En parallèle, les projets de classification, tant manuels qu’automatiques, sont vecteurs d’implication des métiers, des responsables de traitement et des utilisateurs finaux. En ce sens, ils viennent briser les silos établis dans les organisations et permettent aux départements de se sentir impliquer dans une tâche commune importante.

Élaborer une politique de classification

En amont, avant de démarrer tout projet de classification, il convient d’élaborer une politique de classification. Une politique de classification des données est nécessaire pour fournir un cadre de protection de l’information, au regard de l’appétence au risque des divers départements et traitements liés.

Une politique de classification des données est nécessaire pour fournir un cadre de protection des données contre les risques, y compris, sans toutefois s’y limiter, la destruction, la modification, la divulgation, l’accès, l’utilisation et la suppression non autorisés. Cette politique décrit les mesures et les responsabilités requises pour la sécurisation des ressources de données. Elle doit être effectuée en conformité avec les lois nationales et fédérales.

La politique de classification des données se matérialise par un document détaillant une structure et un cadre définissant les différents niveaux de classification de l’information, associés aux risques éventuels.
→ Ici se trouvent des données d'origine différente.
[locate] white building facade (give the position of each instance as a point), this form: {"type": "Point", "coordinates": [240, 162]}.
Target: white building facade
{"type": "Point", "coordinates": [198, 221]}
Elle inclue également les risques associés au regard d’une fuite ou d’un accès non autorisé.

Ainsi, la politique de classification se doit d’être claire, précise, compréhensible, concise, en cohérence avec les activités de l’organisation et enfin être révisée régulièrement.

Enfin, l’objectif de ce paramétrage est d’optimiser l’accès à l’information sans pour autant entraver le partage de cette dernière, ni par ailleurs altérer sa qualité ou son intégrité.

Inclure les données

Ainsi, la politique de classification des données doit inclure :

  • Une échelle de confidentialité (confidentiel, interne, restreint, public…) 
  • Une échelle d’intégrité (élevé, moyen faible…) 
  • Une échelle de disponibilité (élevé, moyen faible…)
    • Chaque échelle détaille l’expression de besoin des différents niveaux et son impact redouté.
  • On peut alors déterminer une documentation plus large, comprenant un détail par niveau de classification :
    • Description du niveau
    • Obligation légale
    • Risque redouté
    • Moyen de transmission
    • Stockage
    • Accès
    • Procédure de backup
    • Durée de rétention
    • Point d’audit

Bien entendu, comprenons qu’il n’existe pas de politique de classification unique en fonction des secteurs d’activités et des besoins même si les bases sont communes. 

Plusieurs acteurs sur le marché proposent des solutions de classification de données, via un outillage et une méthodologie efficace au travers du tag. L’approche par le tag permet, selon ces divers acteurs, une classification précise et impliquant les responsables de traitement. Enfin, la classification est alors un vecteur d’optimisation de connaissance, de disponibilité et sécurité de l’information.